Answer: There are many challenges with synthetic data. I would say that the fundamental question that most researchers think about is how to generate high-quality samples that are plausible and at the correct rate that you would observe in real data. There has been significant progress over the last ten years, with many researchers working on improving the quality and fidelity of synthetic data and models, particularly in fields like medicine.
There’s also a growing interest in privacy. Using generative models to create synthetic data can be risky if not done correctly. Models can copy the training data and generate new synthetic data from it without preserving privacy. This would be the worst kind of generative model as it would compromise the anonymity of the real data, resulting in the disclosure of real individuals and zero privacy being preserved. This issue is prevalent in the medical field and other areas, such as with generative models like ChatGPT, which can reproduce the exact text of a book without context only from a prompt.
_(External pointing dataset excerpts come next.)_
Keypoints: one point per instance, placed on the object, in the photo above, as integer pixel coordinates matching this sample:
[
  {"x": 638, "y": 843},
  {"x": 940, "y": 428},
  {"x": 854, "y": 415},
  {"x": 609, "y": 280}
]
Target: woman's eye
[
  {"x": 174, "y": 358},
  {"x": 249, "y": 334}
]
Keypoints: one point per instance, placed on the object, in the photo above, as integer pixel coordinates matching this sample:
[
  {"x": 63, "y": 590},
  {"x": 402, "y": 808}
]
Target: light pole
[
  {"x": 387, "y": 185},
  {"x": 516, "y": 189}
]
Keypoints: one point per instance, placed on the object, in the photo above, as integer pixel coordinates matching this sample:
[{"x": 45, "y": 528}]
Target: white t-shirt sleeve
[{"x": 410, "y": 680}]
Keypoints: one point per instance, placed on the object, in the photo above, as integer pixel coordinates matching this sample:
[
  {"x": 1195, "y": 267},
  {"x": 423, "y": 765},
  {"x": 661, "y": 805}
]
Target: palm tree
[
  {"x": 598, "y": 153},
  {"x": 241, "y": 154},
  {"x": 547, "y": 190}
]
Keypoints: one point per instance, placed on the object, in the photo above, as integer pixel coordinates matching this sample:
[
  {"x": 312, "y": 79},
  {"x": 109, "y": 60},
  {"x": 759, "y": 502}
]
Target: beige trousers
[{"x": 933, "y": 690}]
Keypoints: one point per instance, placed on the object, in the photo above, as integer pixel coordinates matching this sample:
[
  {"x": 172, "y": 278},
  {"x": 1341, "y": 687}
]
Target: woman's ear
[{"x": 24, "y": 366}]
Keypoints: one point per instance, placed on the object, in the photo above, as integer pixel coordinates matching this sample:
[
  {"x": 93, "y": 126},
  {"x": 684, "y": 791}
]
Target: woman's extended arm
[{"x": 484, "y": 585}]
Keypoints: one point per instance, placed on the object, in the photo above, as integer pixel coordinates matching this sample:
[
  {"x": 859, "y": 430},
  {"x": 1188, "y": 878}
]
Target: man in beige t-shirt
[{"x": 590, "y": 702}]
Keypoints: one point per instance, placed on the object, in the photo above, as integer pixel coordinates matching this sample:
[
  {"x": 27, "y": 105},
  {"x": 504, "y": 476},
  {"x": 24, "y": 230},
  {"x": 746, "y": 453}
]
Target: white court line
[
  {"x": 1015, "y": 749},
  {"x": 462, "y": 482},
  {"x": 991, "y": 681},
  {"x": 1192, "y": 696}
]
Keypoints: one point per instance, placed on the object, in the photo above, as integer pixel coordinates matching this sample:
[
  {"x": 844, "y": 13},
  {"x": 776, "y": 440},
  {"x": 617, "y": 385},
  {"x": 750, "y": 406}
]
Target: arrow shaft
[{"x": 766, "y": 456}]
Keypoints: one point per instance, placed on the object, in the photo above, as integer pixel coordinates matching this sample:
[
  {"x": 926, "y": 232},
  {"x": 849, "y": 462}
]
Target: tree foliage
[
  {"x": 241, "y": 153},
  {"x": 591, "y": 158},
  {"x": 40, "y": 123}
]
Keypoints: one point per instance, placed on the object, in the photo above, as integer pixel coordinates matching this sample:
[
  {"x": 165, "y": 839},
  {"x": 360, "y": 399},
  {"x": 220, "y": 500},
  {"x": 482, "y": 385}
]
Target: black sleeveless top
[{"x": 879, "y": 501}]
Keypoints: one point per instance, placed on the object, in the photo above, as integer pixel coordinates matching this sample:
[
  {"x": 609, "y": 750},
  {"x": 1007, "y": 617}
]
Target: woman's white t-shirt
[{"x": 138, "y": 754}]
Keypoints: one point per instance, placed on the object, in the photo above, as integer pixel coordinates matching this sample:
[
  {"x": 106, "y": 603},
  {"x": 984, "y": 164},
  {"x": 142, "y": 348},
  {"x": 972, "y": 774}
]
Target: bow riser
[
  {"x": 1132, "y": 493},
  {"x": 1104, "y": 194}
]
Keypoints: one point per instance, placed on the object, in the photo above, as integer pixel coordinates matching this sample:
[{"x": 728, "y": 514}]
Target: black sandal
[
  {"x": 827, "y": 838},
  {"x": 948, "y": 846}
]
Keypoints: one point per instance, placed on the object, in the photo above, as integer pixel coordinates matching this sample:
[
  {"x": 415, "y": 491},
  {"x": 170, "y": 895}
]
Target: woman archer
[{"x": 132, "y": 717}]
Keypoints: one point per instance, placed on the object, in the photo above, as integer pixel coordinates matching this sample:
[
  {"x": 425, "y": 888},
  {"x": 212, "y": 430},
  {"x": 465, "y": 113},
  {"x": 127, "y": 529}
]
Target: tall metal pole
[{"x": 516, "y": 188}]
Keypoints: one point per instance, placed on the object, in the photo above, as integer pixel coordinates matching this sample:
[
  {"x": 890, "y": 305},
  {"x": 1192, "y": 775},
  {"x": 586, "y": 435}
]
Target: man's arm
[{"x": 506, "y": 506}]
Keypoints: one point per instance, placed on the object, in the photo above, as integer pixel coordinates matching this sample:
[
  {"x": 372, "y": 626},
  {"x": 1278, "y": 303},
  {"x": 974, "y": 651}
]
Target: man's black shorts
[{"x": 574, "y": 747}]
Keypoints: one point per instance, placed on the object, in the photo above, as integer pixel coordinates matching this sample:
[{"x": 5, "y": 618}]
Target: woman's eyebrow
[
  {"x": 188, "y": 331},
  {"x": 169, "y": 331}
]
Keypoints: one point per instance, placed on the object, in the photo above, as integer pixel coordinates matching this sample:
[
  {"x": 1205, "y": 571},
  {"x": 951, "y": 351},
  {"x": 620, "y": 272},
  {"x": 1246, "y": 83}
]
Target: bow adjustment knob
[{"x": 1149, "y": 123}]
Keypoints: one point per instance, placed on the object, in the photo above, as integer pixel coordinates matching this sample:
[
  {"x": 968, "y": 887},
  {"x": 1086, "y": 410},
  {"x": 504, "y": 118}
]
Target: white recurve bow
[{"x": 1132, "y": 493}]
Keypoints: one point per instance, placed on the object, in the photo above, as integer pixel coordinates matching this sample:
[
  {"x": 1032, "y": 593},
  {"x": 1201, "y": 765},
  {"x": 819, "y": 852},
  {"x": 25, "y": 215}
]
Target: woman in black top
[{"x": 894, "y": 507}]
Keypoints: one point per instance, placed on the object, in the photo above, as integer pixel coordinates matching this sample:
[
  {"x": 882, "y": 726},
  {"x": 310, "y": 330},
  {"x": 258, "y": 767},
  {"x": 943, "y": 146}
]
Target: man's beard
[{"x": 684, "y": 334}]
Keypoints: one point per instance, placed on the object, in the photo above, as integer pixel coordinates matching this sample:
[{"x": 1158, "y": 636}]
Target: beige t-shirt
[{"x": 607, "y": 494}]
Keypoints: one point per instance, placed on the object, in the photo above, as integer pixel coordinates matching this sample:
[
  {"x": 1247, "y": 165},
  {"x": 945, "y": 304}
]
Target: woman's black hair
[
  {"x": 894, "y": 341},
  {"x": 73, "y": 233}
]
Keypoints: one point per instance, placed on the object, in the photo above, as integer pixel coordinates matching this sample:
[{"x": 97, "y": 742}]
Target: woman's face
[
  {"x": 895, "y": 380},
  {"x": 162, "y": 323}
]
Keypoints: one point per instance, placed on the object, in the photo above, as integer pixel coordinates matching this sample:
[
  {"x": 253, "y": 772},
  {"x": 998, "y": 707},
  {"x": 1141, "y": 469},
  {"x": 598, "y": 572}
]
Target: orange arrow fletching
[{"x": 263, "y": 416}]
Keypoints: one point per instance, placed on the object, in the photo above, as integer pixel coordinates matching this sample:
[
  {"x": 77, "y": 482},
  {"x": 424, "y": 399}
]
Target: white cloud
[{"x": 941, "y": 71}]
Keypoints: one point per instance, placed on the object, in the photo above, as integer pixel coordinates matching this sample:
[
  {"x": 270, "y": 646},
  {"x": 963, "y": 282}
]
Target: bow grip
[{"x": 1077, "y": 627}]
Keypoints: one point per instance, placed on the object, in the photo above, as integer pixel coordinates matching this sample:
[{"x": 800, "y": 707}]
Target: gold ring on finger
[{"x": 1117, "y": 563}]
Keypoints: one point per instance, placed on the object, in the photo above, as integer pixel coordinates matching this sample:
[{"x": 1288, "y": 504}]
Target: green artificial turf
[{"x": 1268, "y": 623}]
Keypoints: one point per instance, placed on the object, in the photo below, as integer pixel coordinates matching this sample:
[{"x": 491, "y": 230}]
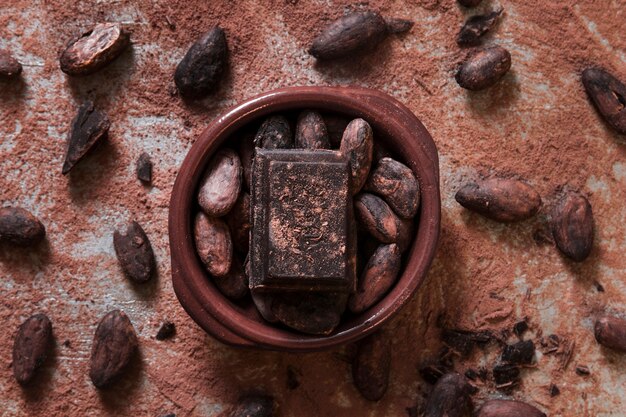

This leads to the different but related question: how can we distinguish between what’s real and synthetic? There are ongoing discussions in the field about the need to watermark AI-generated content.
But, when I think about ethics in my research, the key question is: Have we developed and implemented a model in the right way? Should the model be adjusted to address ethical considerations emerging from the problem we are trying to solve? I don’t believe any machine learning algorithm is intrinsically or inherently moral or non-ethical. It’s more about the broader process or system and the goal of the model and how it is deployed and used that determines its ethical implications. Suppose we introduce a new model and replace an existing way of estimating the risk of disease. We must be confident that it will benefit the population we are applying it to as a whole. But also, we must ask more specifically for which individuals will this model be better and worse? If the new model is worse for some people, should it be approved? How do we think about its worth? If the model underperforms, can we fix it, or do we need a different strategy using existing approaches for those people for whom the model is worse and the model for those for which the model is better? This then runs us into other questions on fairness: is it fair that some people get a better model and others don’t? Should everyone have the same model?
My research is on the more theoretical side of machine learning. When publishing a paper, we need to be prepared for the possibility of it being applied. However, the bar gets higher the closer a model gets to direct application, and there will be other stages in R&D to explore and mitigate this kind of ethical question. In the medical projects I’ve worked on, I haven’t encountered many concerns. Doctors and clinical practitioners have always been involved, and I have always felt comfortable raising genuine concerns about the project or discussing any questions I have encountered. When new technology is introduced into a field dealing with moral problems for a long time, it brings about different considerations. It raises various questions and issues that need to be addressed. But when I found something strange, I could speak to them and ask: OK, something weird is going on for this group of people. What might it be? Is this an issue? They have received training in medical ethics and help us follow ethical practices, guidelines, and existing literature.